Cassava Plunges After Alzheimer’s Data Draws Scrutiny, Shorts
(Bloomberg) -- Cassava Sciences Inc. plummeted 31% on Wednesday after a lawyer sought to stop studies of the biotech company’s experimental treatment for Alzheimer’s disease.
A citizen petition from a former Securities and Exchange Commission enforcement lawyer questioned the quality and integrity of the results from the more than 20-year-old company with no products on the market.
“As a science company, we champion facts that can be evaluated and verified,” Remi Barbier, Cassava’s chief executive officer and founder, said in a statement countering the claims in the request.
The stock has rallied more than 1,086% this year, gaining momentum on day trader enthusiasm for the space following the approval of Biogen Inc.’s Aduhelm, the first new drug approved for the brain disease in more than a decade, as well as Cassava’s own trial results.
In February, Cassava said its experimental tablet, called simufilam, showed improvement in reasoning and behavior in a trial with less than 100 patients and without a control arm to gauge the impact of a placebo.
“I’ve never heard of a Citizen’s Petition for a pre-Phase 3 drug, Especially on a drug that appears to be as safe as simufilam,” Barbier wrote in an email to Bloomberg. “We see the filing of a citizen’s petition as a technique intended to add to the pile of fear and doubt generated by their initial document.”

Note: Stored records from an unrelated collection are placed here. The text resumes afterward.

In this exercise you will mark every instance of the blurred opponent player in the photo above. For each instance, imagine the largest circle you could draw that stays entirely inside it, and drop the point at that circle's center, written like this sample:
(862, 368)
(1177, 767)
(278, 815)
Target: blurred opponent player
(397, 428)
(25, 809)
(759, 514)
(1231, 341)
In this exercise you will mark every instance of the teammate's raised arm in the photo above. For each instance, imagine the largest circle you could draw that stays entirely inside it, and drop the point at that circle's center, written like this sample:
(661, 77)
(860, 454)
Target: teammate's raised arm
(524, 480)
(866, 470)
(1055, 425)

Cassava said Tuesday it had reached an agreement with U.S. regulators on the trial design for a much larger study which is expected to kick off this year.

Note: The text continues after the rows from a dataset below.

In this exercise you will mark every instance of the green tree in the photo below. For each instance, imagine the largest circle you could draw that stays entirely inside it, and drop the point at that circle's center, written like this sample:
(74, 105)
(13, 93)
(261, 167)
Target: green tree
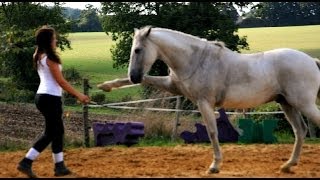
(288, 13)
(202, 19)
(19, 22)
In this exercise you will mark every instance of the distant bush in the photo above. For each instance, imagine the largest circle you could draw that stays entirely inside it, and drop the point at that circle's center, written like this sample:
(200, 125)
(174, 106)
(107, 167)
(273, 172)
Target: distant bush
(72, 75)
(98, 98)
(10, 93)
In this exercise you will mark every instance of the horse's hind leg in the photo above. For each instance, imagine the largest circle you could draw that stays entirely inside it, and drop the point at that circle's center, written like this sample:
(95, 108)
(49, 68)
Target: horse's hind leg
(300, 130)
(208, 116)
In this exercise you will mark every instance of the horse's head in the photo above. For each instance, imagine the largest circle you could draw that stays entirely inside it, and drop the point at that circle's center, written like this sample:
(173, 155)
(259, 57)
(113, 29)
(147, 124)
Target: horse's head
(143, 55)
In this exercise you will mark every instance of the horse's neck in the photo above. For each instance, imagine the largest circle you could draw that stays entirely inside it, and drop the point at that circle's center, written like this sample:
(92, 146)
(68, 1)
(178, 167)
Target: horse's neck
(179, 52)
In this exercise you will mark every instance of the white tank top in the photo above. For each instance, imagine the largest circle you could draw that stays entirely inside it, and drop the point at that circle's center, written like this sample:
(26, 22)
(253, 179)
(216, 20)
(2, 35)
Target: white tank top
(48, 85)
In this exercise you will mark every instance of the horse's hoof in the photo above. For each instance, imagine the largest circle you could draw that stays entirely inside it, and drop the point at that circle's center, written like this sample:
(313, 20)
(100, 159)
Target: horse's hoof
(285, 169)
(213, 171)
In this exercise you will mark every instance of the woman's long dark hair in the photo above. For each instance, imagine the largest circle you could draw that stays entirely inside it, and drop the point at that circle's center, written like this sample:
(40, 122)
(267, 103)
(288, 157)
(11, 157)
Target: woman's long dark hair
(44, 38)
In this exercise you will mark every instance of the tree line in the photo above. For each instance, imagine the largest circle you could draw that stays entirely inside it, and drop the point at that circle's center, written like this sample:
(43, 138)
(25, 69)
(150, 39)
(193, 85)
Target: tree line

The FDA says it is reviewing the petition and will respond directly to the petitioner. The agency didn’t comment on whether the trial would continue as planned.
Bearish bets against the Austin, Texas-based company have risen by about $83 million over the past month and now stand at $598 million, or roughly 14% of the company’s available shares, according to S3 Partners data.
The petition could have some valid points, said Soumit Roy, an analyst with JonesTrading who has the highest price target on Wall Street at $215. But it is also potentially “over-interpreted with excessive digital analysis of figures published 15+ years ago in [a] few instances,” he said in a note to clients.
For Mayank Mamtani, an analyst with B. Riley Securities, investors should buy Cassava shares on weakness following the petition.
“To our knowledge, citizen petitions are commonly associated with public endorsement (or lack thereof) of drug effects from experts and medical associations, rather than from law firms representing anonymous clients without disclosing conflict of interest,” he wrote.